When I look through the list of limited foods on the Keto diet, I see many of the foods that are encouraged for a healthy milk supply.

Number one best food for boosting milk supply? Oats.

Guess what’s not allowed on the Keto diet? Oats.

If you are wanting to maintain a decent milk supply and lose weight while breastfeeding, the Keto diet is not going to help you with either of those goals long-term.

Additonal Resources: Kellymom’s Can I Diet While Breastfeeding? and Low Carb Diets and Breastfeeding

My Personal Postpartum Weight Loss Journey (with pictures)

During my postpartum weight loss journey, I would often remind myself that it took 9 months to make my baby and so I will give my body at least 9 months to lose baby weight.

That way of thinking was crucial to loving myself during my long and slow weight loss journey.

Weighing myself on a scale wasn’t a healthy option for me to keep track of my progress. I found myself stressing about numbers, rather than noticing how strong I was getting or how I was feeling.

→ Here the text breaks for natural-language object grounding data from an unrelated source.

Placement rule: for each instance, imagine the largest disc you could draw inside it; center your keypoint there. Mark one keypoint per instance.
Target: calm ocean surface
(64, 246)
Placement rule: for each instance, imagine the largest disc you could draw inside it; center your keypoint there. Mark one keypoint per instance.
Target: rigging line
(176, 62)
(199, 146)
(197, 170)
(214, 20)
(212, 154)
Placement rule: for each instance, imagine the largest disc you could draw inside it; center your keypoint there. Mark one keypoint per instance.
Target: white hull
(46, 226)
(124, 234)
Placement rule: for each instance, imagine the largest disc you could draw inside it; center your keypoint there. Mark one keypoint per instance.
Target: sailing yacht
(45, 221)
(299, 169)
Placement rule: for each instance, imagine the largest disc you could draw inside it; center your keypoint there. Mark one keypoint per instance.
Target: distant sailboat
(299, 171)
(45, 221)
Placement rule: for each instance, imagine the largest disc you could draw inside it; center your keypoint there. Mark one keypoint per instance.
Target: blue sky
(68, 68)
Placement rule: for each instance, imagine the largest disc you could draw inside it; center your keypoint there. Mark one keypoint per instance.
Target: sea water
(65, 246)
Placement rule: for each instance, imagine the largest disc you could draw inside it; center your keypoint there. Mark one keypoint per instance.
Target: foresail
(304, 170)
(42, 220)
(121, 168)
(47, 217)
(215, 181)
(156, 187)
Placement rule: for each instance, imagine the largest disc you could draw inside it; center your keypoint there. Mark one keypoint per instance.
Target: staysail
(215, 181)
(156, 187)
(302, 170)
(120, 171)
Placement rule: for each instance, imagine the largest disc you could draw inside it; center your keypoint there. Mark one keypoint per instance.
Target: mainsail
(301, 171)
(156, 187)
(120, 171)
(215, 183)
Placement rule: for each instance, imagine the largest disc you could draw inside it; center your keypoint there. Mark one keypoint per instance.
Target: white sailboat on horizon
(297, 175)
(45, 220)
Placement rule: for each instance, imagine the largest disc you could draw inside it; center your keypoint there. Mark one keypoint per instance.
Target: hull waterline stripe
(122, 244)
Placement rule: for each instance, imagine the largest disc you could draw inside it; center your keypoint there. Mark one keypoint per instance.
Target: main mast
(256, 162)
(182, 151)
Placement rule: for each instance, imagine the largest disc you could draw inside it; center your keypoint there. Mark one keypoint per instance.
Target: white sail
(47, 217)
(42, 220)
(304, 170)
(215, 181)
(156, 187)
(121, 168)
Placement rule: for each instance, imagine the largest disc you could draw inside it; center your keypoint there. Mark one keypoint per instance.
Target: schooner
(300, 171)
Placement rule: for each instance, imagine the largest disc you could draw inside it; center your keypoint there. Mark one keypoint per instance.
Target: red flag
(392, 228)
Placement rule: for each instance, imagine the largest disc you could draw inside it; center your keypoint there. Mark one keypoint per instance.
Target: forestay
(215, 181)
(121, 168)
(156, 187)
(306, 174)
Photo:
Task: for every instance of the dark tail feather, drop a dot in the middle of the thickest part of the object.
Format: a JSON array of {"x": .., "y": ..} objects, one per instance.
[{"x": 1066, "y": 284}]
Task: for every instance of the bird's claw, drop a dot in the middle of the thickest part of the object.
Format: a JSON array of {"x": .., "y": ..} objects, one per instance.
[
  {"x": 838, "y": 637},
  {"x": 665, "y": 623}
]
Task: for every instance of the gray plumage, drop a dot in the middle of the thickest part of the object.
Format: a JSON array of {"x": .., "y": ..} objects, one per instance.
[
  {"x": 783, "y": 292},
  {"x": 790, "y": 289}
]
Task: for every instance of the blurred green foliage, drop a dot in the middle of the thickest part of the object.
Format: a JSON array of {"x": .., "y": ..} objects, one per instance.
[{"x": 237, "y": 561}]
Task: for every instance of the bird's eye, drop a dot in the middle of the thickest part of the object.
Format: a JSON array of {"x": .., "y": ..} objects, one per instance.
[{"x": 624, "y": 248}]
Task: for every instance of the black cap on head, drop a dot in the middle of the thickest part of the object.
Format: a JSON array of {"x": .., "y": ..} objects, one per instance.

Walk with me through each picture “weigh-in” below.

(This post originally appeared on A Sip of Truth and has since been moved to a new site! Hence the old URL on the images.)

Don’t Let Postpartum Weight Loss Goals Take Over Your Life

Love your body now. Your baby does. Don’t wait until you are x amount of pounds – I promise you, it is a choice to love your body at any weight/size.

Don’t rush postpartum weight loss, and don’t let it interfere with your most important job right now – breastfeeding your baby.

Don’t let it steal all of those precious moments that are happening right NOW, while you are overweight.

Do your best to follow Trim Healthy Mama to nourish your body and allow it the time to drop the weight (9 Months On/9 Months Off).

Do get stronger everyday with MommaStrong.

And, most of all, enjoy the journey to health while you mother your newborn.